The fact that the Alien Abuctions Incorporated site holds the top Google spot for searches on "alien abductions" means that a link from AAI to a site about aliens would probably bounce that site up in Google's rankings. A link from AAI to a site about gardening? Not so much effect on the target site -- AAI's "reputation" within one sphere of information doesn't carry over to other spheres. Unlike high school, there isn't one group of "cool kids," but rather a virtually infinite number of topical cliques, each of which has reputation and influence within their own sphere.
Perhaps more important, though: the reason that this approach is widely used right now is that it works better than anything else that we've come up with. Rather than having an infinite number of monkeys that sit around trying to classify and rank all of the content on the Internet, PageRank and its associated programmatic variations and imitators allow the content to do most of the work itself.

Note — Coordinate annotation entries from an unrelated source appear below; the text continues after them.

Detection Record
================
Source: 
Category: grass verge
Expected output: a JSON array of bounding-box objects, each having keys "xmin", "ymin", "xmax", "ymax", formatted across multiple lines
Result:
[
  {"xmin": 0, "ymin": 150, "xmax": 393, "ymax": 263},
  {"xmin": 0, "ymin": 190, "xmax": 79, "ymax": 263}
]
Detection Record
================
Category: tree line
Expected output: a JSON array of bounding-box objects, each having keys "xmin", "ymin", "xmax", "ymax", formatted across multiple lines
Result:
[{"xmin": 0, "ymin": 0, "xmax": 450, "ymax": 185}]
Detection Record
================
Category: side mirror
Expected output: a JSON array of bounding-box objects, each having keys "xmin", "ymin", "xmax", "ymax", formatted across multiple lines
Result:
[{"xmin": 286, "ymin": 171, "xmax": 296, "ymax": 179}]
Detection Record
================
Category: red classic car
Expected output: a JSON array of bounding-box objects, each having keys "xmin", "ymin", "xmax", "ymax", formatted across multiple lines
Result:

But let us not forget that what Google did to Yahoo, Yahoo did to Alta Vista before them. That fundamental suck factor of search engines -- the stuff that you're searching is accessible to everybody and their mother -- is still out there, and the cost of entry is still pretty low. All it takes is a startup with a platinum card to buy the hardware and a few really smart people who can deal with eating ramen three times a day for a couple of years.
That's not to say that it's inevitable, but it is easily possible. Unlike, say, Microsoft, it costs Google's users nothing to switch to using someone else...they just point their browser to a new URL and Google's ranking in the real world drops just a little bit.